I'm an author and a reader. And a wife and a mom and a daughter and a friend and a procrastinator and a cake fanatic and a tea addict ...
When I was eleven, I wrote my first “grown up” short story. A college girl meets a cute, slightly older guy at an ice cream shop in New York City (okay, it wasn’t completely grown up) and, as you might have guessed, sparks fly! There’s witty banter, an unexpected kiss, and a good-bye (since they’re both due other places after their midday sugar infusion). But lo and behold, Cute Older Guy turns out to be College Girl’s professor! It was, although I didn’t know it then, my first romance. (Or at least the beginning of one.) Complete with meet-cute and built-in conflict!
I didn’t write romance again for a long time after that (unless you count the bizarre short stories my best friend and I wrote featuring ourselves and the boys we liked in middle school), and I didn’t read much of it outside of young adult stuff. I was, of course, going to write the Great American Novel, probably before I was out of high school. (I was also going to move to New York and live in the Dakota. On my good looks and charm, I guess.)Even when that didn’t pan out quite the way I’d planned–shocker!–I didn’t give up. I was always writing something, whether it was tortured adolescent poetry, short stories, the beginnings of novels, or articles.
My talent was finally recognized at a local uburban newspaper –where I wrote thoughtful and highly underrated feature stories on the long-running square dancing group, the newest Eagle Scout candidates, and local authors who had finally Hit It Big.
Along the way, I’d married my husband, and given birth to our oldest son, Jake. For a while, I was consumed with visions of myself as the ultimate earth mother, making wholesome organic meals every night to nurture our baby, after days spent teaching him at least one additional language, making representations of famous statues out of homemade play dough for his educational benefit, and sewing his clothes myself to make sure everything that touched his tender skin was soft, breathable, and, of course, really, really cute. (That may have been during the most serious stage of sleep deprivation.)
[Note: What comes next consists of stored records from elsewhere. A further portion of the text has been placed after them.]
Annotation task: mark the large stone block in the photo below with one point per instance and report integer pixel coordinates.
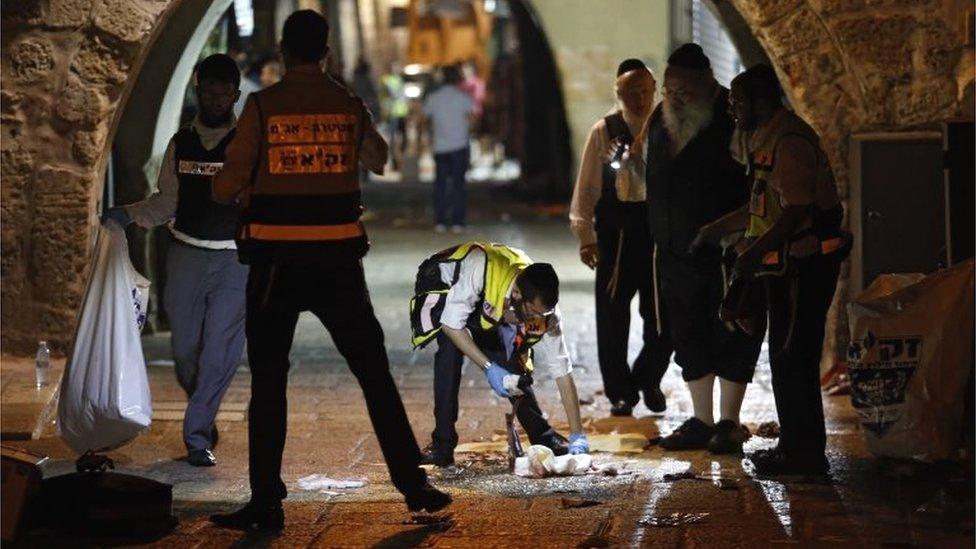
(127, 20)
(68, 13)
(875, 42)
(57, 186)
(759, 13)
(26, 12)
(31, 59)
(81, 104)
(15, 159)
(811, 68)
(798, 32)
(834, 7)
(99, 63)
(923, 101)
(87, 145)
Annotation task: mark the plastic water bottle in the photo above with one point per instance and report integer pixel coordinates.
(42, 369)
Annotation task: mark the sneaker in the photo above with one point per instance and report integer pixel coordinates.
(779, 464)
(201, 458)
(428, 499)
(655, 401)
(252, 516)
(728, 438)
(621, 408)
(434, 455)
(691, 435)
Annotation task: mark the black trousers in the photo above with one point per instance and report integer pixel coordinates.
(798, 307)
(447, 381)
(338, 296)
(703, 344)
(634, 276)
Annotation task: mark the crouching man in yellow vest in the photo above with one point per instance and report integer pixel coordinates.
(492, 304)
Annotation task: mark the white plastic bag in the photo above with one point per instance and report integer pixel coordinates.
(540, 462)
(910, 353)
(104, 400)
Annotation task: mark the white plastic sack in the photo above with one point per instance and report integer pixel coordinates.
(104, 399)
(540, 462)
(911, 339)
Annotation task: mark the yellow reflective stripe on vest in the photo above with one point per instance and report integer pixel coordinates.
(258, 231)
(502, 265)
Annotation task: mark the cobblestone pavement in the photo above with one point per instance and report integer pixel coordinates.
(864, 505)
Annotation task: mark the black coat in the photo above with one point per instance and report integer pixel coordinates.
(697, 187)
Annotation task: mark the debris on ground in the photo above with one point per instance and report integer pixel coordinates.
(769, 429)
(600, 537)
(671, 477)
(442, 522)
(674, 519)
(322, 483)
(539, 461)
(577, 503)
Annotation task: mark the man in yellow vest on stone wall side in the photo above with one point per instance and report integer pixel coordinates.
(489, 302)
So I started work part-time at Kensington Publishing, where I was an editorial girl-of-all-tasks. I opened mail, I sent out galleys and covers to authors, and I filed, but I also got to read manuscripts. And I rediscovered romance.
Which had changed during my years away from it! While I was busy elsewhere, romance had flung open the bedroom door and invited readers in. The genre had expanded to include screwball comedy and heart-pounding action and ghosts, among other things. I was surprised — and pleased. Pleased to be working for a house who published so much of it, for one, and even more pleased to discover that I really liked writing it.
After a few detours into ghostwriting and young adult fiction, I’m very much at home writing romance now. (And yes, I write romance at home. Nice, how that turned out.) “Home” is also beautiful Central New York, where my three children, my very patient husband, and our overweight dog Lucy let me hang around and grumble about deadlines while they make sure I remember to eat something other than cheese doodles.